Suppose $Y_1, Y_2, \dots$ is any sequence of iid real valued random variables with $E(Y_1)=\infty$ . Show that, almost surely, $\limsup_n (|Y_n|/n)=\infty$ and $\limsup_n (|Y_1+...+Y_n|/n)=\infty$.
I have solved the first part by considering non-negative integer iid r.vs $X_n=\text{floor}(|Y_n|)$ and using $E(X)=\sum_0^\infty P(X\ge n)$ then doing some clever tricks so I can apply the (2nd) Borel-Cantelli lemma, but I'm not really sure how I can use the same approach to solve the second part seeing as it is tempting to set $S_n=\text{floor}(|Y_1+...+Y_n|)$ but then the $S_i$ are not iid.
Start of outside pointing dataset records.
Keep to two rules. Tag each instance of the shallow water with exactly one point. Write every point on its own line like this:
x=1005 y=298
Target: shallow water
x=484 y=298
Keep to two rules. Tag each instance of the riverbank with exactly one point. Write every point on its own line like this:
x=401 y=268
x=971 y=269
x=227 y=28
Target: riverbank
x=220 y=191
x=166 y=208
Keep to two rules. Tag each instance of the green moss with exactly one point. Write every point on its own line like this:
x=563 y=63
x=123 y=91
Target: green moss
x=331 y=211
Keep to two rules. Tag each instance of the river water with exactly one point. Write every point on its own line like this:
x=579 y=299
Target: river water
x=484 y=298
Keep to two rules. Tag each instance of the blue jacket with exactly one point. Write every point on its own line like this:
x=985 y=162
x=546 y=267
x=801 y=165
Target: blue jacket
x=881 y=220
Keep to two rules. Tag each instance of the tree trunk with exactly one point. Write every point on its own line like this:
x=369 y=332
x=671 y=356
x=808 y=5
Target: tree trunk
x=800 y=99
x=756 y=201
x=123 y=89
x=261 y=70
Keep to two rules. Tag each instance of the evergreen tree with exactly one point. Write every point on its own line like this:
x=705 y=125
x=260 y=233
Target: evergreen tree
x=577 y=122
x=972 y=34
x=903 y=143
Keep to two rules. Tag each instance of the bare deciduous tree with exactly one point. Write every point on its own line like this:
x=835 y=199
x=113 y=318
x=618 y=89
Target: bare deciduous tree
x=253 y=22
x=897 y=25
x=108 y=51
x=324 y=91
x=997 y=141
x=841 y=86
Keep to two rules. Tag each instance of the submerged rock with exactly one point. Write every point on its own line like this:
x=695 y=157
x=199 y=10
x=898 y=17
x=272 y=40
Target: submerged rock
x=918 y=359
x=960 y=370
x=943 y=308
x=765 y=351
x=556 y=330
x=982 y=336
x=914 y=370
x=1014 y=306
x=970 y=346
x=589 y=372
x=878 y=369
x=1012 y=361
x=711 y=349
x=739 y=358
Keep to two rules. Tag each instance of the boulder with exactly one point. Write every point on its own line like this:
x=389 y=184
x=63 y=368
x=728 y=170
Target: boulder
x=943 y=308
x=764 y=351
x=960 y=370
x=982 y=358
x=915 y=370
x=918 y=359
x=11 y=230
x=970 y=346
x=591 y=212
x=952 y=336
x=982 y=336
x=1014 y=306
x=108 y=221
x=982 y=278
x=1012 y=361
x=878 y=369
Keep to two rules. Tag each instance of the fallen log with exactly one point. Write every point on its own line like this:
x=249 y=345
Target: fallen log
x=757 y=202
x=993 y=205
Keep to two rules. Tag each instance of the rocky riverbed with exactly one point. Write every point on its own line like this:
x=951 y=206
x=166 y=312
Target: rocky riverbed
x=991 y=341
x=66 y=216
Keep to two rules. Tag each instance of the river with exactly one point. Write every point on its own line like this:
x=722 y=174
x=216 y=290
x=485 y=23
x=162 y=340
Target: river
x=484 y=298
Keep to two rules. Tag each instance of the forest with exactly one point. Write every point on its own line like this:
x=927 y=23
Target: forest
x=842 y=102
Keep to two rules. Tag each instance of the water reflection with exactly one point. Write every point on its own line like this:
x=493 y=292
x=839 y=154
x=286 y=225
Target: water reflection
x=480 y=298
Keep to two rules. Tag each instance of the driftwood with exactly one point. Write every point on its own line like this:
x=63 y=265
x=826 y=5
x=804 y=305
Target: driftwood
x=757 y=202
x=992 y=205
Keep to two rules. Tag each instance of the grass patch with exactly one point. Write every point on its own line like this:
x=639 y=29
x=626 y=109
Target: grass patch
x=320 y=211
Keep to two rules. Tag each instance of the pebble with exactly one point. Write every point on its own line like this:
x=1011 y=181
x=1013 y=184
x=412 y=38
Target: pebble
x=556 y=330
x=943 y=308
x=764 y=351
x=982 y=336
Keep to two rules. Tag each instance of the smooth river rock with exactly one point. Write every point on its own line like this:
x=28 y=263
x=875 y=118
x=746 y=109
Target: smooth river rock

I'm pretty sure its gonna be Borel-Cantelli again (since limsup) so I need to come up with the right events. Please can someone nudge me in the right direction.
Hints only please
EDIT: Suppose $\limsup_n |a_1+...+a_n|/n\lt \infty$. Then set $S_n=\sum^n_1 a_k$ $$\frac{|a_n|}{n}=\frac{|S_n - S_{n-1}|}{n}\\ \le\frac{|S_n|}{n}+\frac{|S_{n-1}|}{n-1} $$ bounded
Hint: If $(a_n)$ is a sequence of real numbers with $\lim \sup {|a_1+a_2+\cdots+a_n|}/n <\infty$ then $\lim \sup \frac {|a_n|} n <\infty$.